The drop in labor force participation from 66.4 percent in 2007 to 62.8 percent now would translate to roughly 45,000 would-be wage earners in New Mexico dropping out of the labor force.
A big drag on net job growth has been job cutbacks in the public sector, particularly in the federal and local governments.
“We’re seeing pretty regular cuts of 3-4 percent a year in the level of federal employment,” Mitchell said. “New Mexico has nearly 4 percent of its total employment in the federal government, which places us fifth in the country. These job cuts have a disproportionate impact on the state.”
The local government job sector, which includes public schools and tribal enterprises, has been constrained by slow growth in gross receipts tax revenue. At about 102,000 employees or 13 percent of total employment, the sector’s job losses also have a disproportionate impact, he said.
Much of the private job growth, both here and around the country, has been lower-wage jobs like those found in hotels, restaurants and back offices. The upshot is the new jobs are not generating a lot of wage growth.
A quirk shows up in the 6 percent increase in total personal income in New Mexico from the fourth quarter of 2013 to the fourth quarter of 2014, Mitchell noted.
A third of the year-over-year increase, or 2 percent, comes from a $1.6 billion jump in the flow of federal Medicaid funding to the state’s Centennial Care health plan, he said. Averaged across the full year, federal Medicaid funding was up by almost half in 2014 compared to 2013.
“That’s higher than we anticipated,” he said.
Such a big injection of money into health care was just beginning to show up in the sector’s job numbers with a year-over-year increase of 3.7 percent in the second quarter of 2014.
“It’s much less than one might expect from the dollar flow,” Mitchell said. “It might have to do with the focus on preventive care. There might be some question of our capacity to absorb those dollars, particularly in rural parts of the state.”
The role of oil in the state economy is playing out both at the front end with production and the back end as a consumer commodity.
“From the data we have thus far, we know new drilling activity in the oil sector is way down, from somewhere in the area of 100-plus rigs to most recently 44,” Mitchell said.
While oil exploration has dropped, production has remained strong, he said. The mining sector, which includes oil industry employment, has been holding onto its jobs but is expected to fade in coming months.
“But not to the low level of 2010 before this (oil boom) began,” he said.
Petroleum prices topped $100 a barrel in 2014, then dropped to less than $50 a barrel early this year.

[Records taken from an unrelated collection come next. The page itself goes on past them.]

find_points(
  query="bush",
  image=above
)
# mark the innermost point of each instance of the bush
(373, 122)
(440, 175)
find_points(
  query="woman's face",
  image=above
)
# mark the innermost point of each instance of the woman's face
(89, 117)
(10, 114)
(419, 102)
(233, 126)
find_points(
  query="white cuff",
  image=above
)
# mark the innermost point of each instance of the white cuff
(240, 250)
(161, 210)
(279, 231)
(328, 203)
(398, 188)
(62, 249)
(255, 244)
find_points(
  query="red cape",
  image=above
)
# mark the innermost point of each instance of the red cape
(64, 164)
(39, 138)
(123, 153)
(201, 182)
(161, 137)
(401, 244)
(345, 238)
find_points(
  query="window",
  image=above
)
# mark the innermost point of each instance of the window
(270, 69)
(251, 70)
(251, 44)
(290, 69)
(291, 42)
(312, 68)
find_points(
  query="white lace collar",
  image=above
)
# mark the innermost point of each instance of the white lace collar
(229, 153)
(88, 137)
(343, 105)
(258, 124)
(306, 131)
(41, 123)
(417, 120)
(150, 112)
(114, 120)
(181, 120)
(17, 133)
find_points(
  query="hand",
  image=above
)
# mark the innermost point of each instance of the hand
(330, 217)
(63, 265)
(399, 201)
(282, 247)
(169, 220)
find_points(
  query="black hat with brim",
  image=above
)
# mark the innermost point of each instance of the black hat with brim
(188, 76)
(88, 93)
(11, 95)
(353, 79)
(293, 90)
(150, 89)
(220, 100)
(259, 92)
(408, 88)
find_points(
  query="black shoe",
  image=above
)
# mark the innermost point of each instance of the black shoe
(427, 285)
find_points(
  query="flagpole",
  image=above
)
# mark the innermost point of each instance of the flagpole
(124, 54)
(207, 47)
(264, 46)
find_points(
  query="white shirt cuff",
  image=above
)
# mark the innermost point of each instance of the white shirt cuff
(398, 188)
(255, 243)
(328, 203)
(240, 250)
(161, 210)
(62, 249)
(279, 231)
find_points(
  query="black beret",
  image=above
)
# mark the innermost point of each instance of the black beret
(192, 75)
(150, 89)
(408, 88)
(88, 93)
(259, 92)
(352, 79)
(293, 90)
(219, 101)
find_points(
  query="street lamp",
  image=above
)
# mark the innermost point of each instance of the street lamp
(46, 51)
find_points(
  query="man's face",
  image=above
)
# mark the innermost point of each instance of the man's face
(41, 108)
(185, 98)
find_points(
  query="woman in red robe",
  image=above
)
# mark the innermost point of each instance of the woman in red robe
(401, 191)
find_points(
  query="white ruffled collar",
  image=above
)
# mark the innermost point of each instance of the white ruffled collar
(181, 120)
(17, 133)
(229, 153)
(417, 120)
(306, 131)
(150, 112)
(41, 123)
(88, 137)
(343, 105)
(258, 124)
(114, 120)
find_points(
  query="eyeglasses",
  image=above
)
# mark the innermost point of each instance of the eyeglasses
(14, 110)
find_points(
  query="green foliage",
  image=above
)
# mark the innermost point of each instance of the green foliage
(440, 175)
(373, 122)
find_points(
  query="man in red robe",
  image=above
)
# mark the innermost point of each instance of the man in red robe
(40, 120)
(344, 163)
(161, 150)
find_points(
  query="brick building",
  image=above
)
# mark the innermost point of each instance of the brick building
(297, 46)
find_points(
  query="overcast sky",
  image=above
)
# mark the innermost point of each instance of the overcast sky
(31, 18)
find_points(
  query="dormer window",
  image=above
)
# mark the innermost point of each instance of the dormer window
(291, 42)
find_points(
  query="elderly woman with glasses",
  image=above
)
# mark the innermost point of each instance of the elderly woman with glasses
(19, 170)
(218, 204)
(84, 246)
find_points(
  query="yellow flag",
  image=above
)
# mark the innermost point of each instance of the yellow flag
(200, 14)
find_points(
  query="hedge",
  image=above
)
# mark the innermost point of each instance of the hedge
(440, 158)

A corresponding drop in retail prices at the gas pump did not appear to produce the expected shift in consumer spending.
“The data suggested nationally – and it’s not inconsistent with what we’ve seen in New Mexico – people are saving some of that money from the decline in gas prices rather than transferring it to other forms of consumption,” Mitchell said.

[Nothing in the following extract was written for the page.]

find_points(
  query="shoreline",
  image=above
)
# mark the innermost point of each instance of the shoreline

Given that consumer spending makes up from 62 percent to about 70 percent of the gross domestic product or GDP, consumers who save money do not promote economic growth.
New Mexico’s economic recovery has lagged so far behind the national recovery, now in its sixth year, that there is some risk that a cyclic downshift in economic growth nationwide could nip the state recovery in the bud, Mitchell said.

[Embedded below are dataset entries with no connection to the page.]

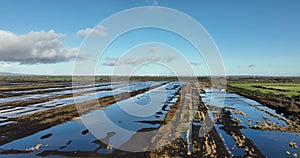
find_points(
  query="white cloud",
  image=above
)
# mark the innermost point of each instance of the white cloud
(152, 2)
(34, 47)
(153, 49)
(195, 63)
(113, 61)
(97, 31)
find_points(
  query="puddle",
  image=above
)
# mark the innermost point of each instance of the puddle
(105, 124)
(264, 140)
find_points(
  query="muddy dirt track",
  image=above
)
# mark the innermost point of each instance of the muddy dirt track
(187, 124)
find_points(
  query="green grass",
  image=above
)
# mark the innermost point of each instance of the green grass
(293, 89)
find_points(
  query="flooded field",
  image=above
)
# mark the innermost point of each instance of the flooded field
(42, 120)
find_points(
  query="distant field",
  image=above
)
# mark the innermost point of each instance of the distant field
(289, 89)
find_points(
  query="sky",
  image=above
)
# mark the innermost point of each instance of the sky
(46, 37)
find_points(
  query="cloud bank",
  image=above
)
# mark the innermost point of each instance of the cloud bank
(113, 61)
(34, 48)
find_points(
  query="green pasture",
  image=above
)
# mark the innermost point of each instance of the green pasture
(290, 88)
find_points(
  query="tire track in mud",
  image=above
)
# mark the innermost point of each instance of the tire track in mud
(211, 145)
(29, 124)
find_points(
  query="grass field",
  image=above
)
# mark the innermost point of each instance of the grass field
(289, 89)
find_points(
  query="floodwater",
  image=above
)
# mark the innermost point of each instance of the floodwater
(271, 143)
(114, 125)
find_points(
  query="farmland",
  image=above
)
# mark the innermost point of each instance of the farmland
(181, 119)
(287, 89)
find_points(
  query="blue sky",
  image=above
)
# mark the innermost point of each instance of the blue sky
(254, 37)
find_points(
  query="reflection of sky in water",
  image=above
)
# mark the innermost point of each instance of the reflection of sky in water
(118, 88)
(99, 122)
(266, 141)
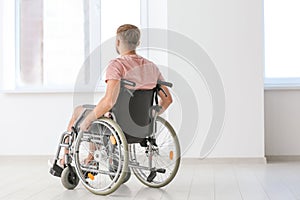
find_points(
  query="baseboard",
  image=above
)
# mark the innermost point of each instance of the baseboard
(261, 160)
(283, 158)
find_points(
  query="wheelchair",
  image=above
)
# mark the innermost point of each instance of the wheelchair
(133, 139)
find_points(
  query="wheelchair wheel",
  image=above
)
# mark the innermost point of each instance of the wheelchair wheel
(69, 179)
(164, 159)
(106, 143)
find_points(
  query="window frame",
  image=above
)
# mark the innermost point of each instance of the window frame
(277, 83)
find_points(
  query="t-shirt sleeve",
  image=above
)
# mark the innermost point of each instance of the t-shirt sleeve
(113, 71)
(160, 77)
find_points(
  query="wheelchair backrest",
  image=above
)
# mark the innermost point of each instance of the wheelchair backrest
(132, 111)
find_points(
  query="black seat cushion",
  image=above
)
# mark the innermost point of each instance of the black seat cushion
(132, 113)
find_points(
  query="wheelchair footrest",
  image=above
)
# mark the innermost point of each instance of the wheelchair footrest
(56, 170)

Such a view is pessimistic, he acknowledged, and may not hold up if in fact the national economy does stall. After the dot-com bubble collapsed, New Mexico’s economic growth remained positive while most of the country slid into what, in hindsight, was the rather benign recession of 2001.
“New Mexico behaving differently is not unprecedented,” he said. “But it’s certainly easier to swim with the tide rather than against it.”